My father gave the answer he always gave: “If inquired into, Harold, it might tell us much about Canadians, but one’s time would more usefully be spent cataloguing in Latin every species of fly that has ever pitched on or sought entrance to the arsehole of a cow.”
They laughed, then fell silent for a while.
“I’ll tell you one thing I would love to know,” my father said. “And that is, what was in Brown’s Document?”
“Wouldn’t we all?” Aunt Eva said, as if a fierce desire to know the contents of Brown’s document was universal. I had never heard of Brown’s Document before.
“Oh yes, my God yes, Brown’s Document,” Uncle Harold said. “Yes, I remember that now, Brown’s Document. What was that all about now, Art?”

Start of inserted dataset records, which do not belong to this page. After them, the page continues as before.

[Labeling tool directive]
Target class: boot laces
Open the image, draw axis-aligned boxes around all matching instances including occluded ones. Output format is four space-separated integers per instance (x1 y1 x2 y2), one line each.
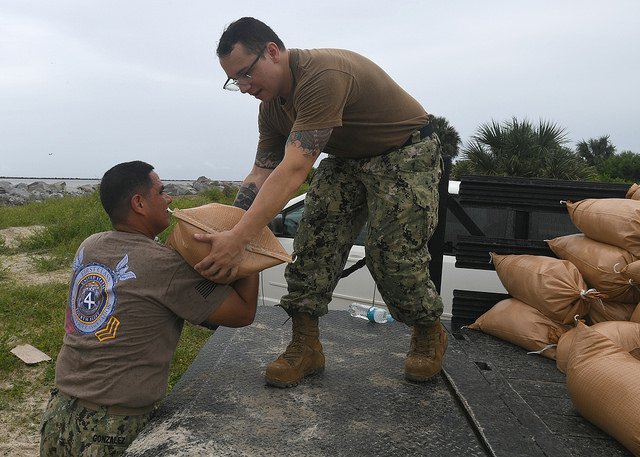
411 328 439 358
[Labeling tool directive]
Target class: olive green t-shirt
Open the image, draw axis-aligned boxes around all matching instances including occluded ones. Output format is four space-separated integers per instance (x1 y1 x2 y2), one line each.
56 231 232 408
258 49 428 158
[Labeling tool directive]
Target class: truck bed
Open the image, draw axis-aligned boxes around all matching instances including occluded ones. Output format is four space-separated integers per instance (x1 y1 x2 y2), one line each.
125 306 631 457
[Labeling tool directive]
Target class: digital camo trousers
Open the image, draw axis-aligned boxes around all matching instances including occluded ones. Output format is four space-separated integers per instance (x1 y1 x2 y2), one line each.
280 134 443 325
40 389 152 457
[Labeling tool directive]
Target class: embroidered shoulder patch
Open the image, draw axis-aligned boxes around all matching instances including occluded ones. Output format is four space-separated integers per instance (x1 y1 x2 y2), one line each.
67 249 136 341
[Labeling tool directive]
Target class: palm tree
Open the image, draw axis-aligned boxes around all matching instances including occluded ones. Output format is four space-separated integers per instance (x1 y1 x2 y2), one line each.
452 117 596 180
576 135 616 165
431 117 462 159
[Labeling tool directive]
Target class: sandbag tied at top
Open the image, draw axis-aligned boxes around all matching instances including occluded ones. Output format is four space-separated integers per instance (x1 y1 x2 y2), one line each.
468 298 571 359
567 198 640 257
167 203 292 278
491 252 601 324
615 260 640 287
556 321 640 373
547 233 640 303
625 183 640 200
567 322 640 456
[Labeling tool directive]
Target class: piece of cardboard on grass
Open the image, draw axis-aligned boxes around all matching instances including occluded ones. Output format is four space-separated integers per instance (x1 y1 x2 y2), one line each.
11 344 51 365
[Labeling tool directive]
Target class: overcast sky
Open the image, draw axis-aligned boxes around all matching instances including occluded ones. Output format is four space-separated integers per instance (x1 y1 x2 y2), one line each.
0 0 640 180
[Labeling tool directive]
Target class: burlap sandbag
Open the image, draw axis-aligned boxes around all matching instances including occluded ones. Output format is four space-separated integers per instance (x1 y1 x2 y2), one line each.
629 304 640 324
491 252 601 324
587 300 636 324
468 298 571 359
167 203 291 278
556 321 640 373
625 183 640 200
567 322 640 456
614 260 640 287
547 233 640 303
567 198 640 257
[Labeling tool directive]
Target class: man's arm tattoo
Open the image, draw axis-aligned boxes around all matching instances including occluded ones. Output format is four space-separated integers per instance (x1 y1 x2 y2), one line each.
233 182 258 210
255 151 284 170
287 129 333 160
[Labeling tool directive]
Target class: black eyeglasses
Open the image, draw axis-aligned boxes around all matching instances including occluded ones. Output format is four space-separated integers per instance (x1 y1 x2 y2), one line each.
222 45 267 91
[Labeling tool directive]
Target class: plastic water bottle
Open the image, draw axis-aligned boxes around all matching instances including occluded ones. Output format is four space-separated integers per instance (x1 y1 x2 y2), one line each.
349 303 393 324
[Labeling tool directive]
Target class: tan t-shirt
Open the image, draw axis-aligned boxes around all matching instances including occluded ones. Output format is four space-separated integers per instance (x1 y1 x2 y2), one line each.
258 49 428 158
56 231 232 408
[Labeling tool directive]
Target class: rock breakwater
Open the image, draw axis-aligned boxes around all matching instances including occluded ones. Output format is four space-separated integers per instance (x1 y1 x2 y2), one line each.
0 176 240 206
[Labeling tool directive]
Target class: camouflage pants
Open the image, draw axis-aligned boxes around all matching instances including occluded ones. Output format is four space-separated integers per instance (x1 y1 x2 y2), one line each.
280 135 442 325
40 389 152 457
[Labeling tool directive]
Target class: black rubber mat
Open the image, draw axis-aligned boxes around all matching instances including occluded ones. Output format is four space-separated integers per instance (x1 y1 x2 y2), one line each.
127 307 487 457
126 307 631 457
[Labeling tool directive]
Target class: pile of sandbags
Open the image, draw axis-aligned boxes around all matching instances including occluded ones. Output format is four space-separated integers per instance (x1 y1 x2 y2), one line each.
469 253 600 359
469 184 640 456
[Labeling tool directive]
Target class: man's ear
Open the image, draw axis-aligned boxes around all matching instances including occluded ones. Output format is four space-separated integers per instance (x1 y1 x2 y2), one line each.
266 41 281 63
131 194 146 215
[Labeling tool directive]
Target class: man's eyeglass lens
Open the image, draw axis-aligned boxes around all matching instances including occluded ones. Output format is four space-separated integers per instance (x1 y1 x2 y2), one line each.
222 48 266 91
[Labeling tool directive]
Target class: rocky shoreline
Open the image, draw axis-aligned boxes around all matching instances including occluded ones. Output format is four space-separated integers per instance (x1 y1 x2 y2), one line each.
0 176 240 206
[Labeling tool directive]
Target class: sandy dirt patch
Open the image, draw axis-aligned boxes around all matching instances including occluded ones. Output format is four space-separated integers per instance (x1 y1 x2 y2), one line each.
0 226 71 457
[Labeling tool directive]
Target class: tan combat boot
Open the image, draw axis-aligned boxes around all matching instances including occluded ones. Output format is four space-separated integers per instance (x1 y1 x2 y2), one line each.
404 319 448 382
265 313 324 387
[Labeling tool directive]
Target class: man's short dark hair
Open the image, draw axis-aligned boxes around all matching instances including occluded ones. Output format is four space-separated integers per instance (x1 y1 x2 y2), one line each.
216 17 285 57
100 160 153 225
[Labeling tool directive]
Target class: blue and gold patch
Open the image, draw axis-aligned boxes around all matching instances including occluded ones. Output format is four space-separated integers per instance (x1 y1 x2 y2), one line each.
67 249 136 341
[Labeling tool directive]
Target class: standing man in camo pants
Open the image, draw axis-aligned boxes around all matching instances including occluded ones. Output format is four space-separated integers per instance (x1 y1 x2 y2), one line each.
196 17 447 387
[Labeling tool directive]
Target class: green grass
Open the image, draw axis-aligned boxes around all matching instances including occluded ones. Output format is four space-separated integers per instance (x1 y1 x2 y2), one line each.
0 189 235 416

Brown was Kenneth Brown, an ardent anti-confederate and elected member of the National Convention, the delegate for Bonavista South. Delegates to the National Convention sat in alphabetical order according to the names of their constituencies, so Brown sat next to Gordon Bradley, member for Bonavista East, the Convention chairman and a confederate, and next to Bradley sat Joe Smallwood, member for Bonavista Centre.